“Really?” Olivia said, swallowing hard. “In Indonesia?” She had not heard this fantasy before. The word nanny caught in her throat. “When did you decide all this?”
“It’s not decided. It’s just an idea. Something to think about. Like the Greek islands. Ben has been to these places. He’s been everywhere. And he says that’s the thing to do.” She put one hand under the faucet to test the water, deciding it still wasn’t cold enough.
“Go and live in Indonesia?”
“Or Greece or Costa Rica.” Ruby was measuring her words; Olivia could tell. “There’s so many better places.”
“When did you talk to Ben, anyway?” Olivia asked, trying to sound offhanded.
Ruby shrugged. “Oh. You know. Whenever.” Again, she tested the water.
“Either drink some of that or turn it off,” Olivia said angrily. “There’s a drought, you know. You don’t stand and let water run and run when people aren’t even flushing their toilets or taking baths in order to save it. Do you ever think of anyone other than yourself?”
Without even getting a glass, Ruby turned off the water.
“Have you done anything to get my stuff back, for instance?” Olivia said. The letter was just a piece of crushed paper now, wrinkled and moist in her hand.
“It’s gone,” Ruby said. “I told you that.”
Olivia nodded. “I know. But what about the stuff no one wanted?”
“Can you be more specific?” Ruby said.
“The jewelry box.”
Ruby held up both of her hands. She no longer wore the cheap rings, and seeing them plain like this reminded Olivia of a washerwoman’s hands: rough and red and swollen.
“I’m sorry I said anything about your stupid poem,” Ruby said. “I only saw like three words or something.”
“Forget it,” Olivia said. She pretended to clean up the kitchen just to have something to do.
“Like I saw the word baby. Was it a poem to the baby?”
Olivia concentrated on wiping the counters.
“Can I pick the name?” Ruby said. “I know it’s a big thing, but I wanted to put my two cents in.”
“What name?”
“The baby’s. Can I pick it out?”
Olivia didn’t want Ruby to name the baby. She felt uncertain again; Ruby might take this baby and go away somewhere. Somewhere far. Indonesia. Then she would have nothing. No baby, no minicassette of David’s voice.
“What names do you like?” Olivia asked.
“I just like one. Sage. For a boy or a girl.”
“Sage,” Olivia said, hating it, hating Ruby. “Interesting.”

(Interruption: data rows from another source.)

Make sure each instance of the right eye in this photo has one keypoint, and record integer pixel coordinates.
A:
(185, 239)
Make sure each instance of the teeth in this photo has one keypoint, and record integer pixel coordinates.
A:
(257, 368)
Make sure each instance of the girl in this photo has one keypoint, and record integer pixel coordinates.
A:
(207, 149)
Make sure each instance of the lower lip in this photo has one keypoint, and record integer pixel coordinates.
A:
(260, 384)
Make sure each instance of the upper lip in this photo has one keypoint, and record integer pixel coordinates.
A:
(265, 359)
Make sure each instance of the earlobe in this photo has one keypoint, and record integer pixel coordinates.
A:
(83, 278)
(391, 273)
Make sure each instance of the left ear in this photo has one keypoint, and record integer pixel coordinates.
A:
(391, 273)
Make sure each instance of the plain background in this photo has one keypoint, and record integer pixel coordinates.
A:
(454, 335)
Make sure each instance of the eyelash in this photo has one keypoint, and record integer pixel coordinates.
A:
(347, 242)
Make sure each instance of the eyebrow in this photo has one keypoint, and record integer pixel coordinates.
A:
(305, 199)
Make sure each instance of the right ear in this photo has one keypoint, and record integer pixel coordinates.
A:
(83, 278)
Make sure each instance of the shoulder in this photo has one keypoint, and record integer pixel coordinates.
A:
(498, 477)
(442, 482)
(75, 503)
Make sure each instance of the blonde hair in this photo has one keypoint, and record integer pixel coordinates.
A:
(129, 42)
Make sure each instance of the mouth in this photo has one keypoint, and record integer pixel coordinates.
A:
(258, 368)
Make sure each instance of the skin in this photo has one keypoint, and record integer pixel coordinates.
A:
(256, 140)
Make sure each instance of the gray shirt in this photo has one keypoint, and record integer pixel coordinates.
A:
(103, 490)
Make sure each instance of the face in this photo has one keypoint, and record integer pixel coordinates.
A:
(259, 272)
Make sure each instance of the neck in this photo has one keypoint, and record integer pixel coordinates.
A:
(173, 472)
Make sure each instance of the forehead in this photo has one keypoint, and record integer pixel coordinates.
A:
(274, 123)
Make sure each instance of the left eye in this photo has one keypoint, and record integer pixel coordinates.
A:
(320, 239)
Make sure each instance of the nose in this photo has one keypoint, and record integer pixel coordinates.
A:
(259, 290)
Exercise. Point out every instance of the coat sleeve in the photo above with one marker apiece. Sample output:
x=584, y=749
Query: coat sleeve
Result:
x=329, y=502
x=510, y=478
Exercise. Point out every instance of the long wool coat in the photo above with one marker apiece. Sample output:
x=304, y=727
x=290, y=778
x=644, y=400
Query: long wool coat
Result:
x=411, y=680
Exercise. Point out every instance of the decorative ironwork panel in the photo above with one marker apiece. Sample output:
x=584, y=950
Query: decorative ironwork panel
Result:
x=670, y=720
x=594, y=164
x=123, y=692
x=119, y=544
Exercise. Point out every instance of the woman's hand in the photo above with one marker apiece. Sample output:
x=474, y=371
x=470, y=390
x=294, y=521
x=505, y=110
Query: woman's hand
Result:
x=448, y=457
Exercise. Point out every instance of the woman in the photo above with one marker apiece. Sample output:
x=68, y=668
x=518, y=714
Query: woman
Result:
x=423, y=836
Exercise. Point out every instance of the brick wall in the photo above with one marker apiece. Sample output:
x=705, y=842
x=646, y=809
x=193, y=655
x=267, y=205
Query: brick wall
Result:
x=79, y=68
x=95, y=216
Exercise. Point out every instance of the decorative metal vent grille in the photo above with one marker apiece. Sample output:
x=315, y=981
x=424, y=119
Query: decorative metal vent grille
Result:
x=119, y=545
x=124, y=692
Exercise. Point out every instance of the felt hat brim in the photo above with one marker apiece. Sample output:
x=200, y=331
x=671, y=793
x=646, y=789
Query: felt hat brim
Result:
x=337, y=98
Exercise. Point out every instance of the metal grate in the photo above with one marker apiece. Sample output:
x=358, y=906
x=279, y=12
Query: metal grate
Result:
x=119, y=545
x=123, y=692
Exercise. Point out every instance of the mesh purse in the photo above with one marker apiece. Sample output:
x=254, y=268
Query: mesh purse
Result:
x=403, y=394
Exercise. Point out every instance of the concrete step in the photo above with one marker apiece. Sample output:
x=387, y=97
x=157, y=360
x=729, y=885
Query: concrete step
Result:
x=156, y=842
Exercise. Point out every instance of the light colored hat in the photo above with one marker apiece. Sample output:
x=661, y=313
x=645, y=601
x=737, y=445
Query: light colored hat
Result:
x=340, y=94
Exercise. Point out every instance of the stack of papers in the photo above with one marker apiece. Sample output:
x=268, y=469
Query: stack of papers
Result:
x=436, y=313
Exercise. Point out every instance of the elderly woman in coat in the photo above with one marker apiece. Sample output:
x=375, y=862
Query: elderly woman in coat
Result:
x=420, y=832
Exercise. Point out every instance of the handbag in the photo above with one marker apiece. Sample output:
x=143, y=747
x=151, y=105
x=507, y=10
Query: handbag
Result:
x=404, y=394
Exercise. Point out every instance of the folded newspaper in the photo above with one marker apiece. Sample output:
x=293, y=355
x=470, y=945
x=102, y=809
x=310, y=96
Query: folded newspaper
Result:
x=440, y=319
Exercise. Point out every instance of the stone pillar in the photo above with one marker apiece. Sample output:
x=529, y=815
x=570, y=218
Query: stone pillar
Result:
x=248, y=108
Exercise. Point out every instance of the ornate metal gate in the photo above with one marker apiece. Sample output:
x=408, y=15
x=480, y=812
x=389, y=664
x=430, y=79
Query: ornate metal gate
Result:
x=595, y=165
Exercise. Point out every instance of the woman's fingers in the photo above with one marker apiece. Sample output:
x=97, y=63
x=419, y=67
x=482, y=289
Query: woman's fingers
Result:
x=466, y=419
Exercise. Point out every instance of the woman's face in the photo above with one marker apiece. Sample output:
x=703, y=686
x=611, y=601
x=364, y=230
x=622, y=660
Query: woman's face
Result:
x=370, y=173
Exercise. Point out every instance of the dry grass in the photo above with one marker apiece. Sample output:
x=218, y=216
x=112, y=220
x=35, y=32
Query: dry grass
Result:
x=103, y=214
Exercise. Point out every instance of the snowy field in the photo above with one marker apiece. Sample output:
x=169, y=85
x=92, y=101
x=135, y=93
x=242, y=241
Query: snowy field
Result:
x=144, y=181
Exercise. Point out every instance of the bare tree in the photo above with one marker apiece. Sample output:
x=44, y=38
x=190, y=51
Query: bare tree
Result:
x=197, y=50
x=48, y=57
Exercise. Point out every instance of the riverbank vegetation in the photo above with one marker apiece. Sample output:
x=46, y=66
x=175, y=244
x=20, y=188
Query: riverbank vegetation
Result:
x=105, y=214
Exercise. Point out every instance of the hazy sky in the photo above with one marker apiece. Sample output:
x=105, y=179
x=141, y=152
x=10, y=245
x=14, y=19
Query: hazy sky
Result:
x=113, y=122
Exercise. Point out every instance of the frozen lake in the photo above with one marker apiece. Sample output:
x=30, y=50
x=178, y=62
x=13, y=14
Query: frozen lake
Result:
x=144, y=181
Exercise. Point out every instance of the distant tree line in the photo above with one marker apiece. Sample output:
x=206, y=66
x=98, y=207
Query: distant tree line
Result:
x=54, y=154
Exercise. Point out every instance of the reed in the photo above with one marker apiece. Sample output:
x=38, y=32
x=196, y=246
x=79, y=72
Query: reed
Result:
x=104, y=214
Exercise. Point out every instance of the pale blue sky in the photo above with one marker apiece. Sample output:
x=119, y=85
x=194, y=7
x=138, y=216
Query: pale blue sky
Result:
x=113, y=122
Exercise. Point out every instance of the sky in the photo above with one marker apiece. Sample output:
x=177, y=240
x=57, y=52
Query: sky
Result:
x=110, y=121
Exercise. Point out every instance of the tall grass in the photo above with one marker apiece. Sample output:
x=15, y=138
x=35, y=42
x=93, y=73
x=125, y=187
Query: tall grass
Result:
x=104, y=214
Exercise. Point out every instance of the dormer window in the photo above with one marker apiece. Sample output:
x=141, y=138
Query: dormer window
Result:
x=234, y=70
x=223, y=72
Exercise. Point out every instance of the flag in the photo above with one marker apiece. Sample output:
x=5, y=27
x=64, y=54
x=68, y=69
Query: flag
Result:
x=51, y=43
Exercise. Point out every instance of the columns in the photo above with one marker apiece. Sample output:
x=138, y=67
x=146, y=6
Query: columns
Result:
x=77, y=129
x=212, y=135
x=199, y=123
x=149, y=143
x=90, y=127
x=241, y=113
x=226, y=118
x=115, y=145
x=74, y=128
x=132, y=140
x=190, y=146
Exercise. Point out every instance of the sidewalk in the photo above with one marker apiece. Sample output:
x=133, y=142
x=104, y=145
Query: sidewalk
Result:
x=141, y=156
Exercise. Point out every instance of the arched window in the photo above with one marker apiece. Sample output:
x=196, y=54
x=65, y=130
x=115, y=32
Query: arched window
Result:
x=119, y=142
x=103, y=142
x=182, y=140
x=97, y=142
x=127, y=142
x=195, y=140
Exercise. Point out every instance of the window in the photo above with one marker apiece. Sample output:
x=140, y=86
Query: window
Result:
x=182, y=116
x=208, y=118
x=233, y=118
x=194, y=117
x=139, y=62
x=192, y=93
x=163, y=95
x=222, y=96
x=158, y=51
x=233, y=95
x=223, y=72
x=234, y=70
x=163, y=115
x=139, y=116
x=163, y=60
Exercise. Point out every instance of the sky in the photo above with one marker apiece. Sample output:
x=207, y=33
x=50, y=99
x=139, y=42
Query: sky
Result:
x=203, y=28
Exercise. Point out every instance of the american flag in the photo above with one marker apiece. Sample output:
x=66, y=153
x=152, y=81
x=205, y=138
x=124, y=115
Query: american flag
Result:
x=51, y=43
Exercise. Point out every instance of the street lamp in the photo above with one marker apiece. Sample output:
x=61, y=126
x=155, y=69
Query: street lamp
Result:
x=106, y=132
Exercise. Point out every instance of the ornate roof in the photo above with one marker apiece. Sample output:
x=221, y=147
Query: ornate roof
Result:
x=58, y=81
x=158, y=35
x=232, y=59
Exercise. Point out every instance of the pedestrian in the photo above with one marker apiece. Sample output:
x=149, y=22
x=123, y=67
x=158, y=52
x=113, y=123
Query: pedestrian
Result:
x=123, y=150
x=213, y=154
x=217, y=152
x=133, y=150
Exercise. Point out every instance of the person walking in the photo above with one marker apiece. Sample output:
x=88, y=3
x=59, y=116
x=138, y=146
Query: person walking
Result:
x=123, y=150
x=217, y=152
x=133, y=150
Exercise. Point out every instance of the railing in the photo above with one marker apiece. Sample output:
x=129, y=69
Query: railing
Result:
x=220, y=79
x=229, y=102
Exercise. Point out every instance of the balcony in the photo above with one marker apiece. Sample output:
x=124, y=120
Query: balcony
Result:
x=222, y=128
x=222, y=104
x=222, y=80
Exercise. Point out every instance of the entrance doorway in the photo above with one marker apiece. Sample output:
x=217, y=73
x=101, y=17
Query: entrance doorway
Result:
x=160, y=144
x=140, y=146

“I’ve liked that name forever,” Ruby said. She gently rubbed her hand across her stomach in that circular motion. “That’s what I always wanted to name my baby. Even when I was little and I’d pretend I had a sister, I’d call her Sage. I mean, she was invisible and everything.”
“It’s a good name,” Olivia said. If you want to name your kid after an herb, she thought. Or a Simon and Garfunkel song.
“I can tell you don’t really like it. But would you consider it? I don’t want this baby saddled with Jennifer or Elizabeth or something.”
Reluctantly, Olivia said, “I think you should name the baby. Sage.”
The baby is mine, Olivia thought. She put her hand lightly on Ruby’s stomach, too. Beneath the tight drum of belly, the baby kicked back at them both.
Olivia tried not to leave Ruby alone too often, but sometimes she was happy to be away from the girl. Ruby liked to go off by herself, to the beach—“Not where anyone can see me like this!”—or to a movie, where it was air-conditioned and dark. That was where she was going tonight, the movies, while Olivia and Pete had dinner with Carl and Janice.
Olivia had gone out with Pete one other time, to the lobster fest in Point Judith, where they sat and drank beer and ate chowder and lobsters under a tent one Saturday afternoon. Their time together that day had been brief, and Olivia quickly put it out of her mind. This isn’t a date, she’d kept reminding herself. It’s just two people eating lobster and coleslaw under a hot tent. Thinking this, over and over, had helped her relax. She’d almost had fun.
But this dinner with him felt all wrong. Janice called, too often, all chatty and excited, as if they were back in high school and getting ready for a Saturday-night double date.
“This is just dinner,” Olivia told Janice. It was a good way to remind herself, too. “Not a date.”
“Whatever,” Janice said.
Olivia frowned. That was an answer Janice had used for as long as they had known each other. In high school, it had sounded sassy, even cool. Now it was simply irritating.
“Pete Lancelotta is not my type,” Olivia told Janice during one of the calls. “I would never date him, even under the best of circumstances.”
“Whatever,” Janice said, and launched into a one-sided discussion about what to wear that night.